602 IGT subjects were identified with OGTT (2-hour plasma glucose = 140–199 mg/dl). In addition, IGT subjects were required to have FPG = 95–125 mg/dl and at least one other high risk characteristic. Prior to randomization all subjects had measurement of ankle-arm blood pressure, systolic/diastolic blood pressure, HbA1C, lipid profile and a subset had frequently sampled intravenous glucose tolerance test (FSIVGTT), DEXA, and ultrasound determination of carotid intima-media thickness (IMT). Following this, subjects were randomized to receive pioglitazone (45 mg/day) or placebo, and returned every 2–3 months for FPG determination and annually for OGTT. Repeat carotid IMT measurement was performed at 18 months and study end. Recruitment took place over 24 months, and subjects were followed for an additional 24 months. At study end (48 months) or at time of diagnosis of diabetes the OGTT, FSIVGTT, DEXA, carotid IMT, and all other measurements were repeated.

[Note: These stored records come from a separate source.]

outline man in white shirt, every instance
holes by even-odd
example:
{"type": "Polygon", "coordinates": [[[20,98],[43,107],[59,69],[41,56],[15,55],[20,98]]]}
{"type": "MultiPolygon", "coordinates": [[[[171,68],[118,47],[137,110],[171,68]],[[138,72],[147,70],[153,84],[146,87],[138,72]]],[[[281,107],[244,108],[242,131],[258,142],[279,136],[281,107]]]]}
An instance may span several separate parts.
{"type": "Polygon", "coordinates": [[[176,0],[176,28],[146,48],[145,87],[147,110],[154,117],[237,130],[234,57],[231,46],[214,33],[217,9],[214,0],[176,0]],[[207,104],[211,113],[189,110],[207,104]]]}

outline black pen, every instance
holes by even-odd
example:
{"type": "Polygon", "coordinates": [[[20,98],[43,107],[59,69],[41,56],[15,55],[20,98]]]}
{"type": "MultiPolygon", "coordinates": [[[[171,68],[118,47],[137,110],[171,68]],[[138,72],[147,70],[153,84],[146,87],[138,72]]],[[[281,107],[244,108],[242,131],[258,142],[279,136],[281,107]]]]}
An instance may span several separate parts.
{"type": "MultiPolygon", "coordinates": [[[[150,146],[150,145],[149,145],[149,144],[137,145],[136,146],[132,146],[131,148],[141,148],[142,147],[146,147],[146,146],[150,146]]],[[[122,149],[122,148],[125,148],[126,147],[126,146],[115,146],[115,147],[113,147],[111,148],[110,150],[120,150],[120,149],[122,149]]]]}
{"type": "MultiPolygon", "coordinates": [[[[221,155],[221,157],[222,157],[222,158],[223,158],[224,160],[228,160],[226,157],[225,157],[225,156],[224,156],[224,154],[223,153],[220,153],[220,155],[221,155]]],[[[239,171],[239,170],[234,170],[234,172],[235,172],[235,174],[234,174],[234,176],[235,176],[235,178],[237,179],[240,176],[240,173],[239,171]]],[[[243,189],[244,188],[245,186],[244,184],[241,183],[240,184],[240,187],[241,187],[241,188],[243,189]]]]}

Primary endpoint is conversion of IGT to T2DM based upon FPG ≥ 126 or 2-hour PG ≥ 200 mg/dl. Secondary endpoints include whether pioglitazone can: (i) improve glycemic control (ii) enhance insulin sensitivity, (iii) augment beta cell function, (iv) improve risk factors for cardiovascular disease, (v) cause regression/slow progression of carotid IMT, (vi) revert newly diagnosed diabetes to normal glucose tolerance.
ACT NOW is designed to determine if pioglitazone can prevent/delay progression to diabetes in high risk IGT subjects, and to define the mechanisms (improved insulin sensitivity and/or enhanced beta cell function) via which pioglitazone exerts its beneficial effect on glucose metabolism to prevent/delay onset of T2DM.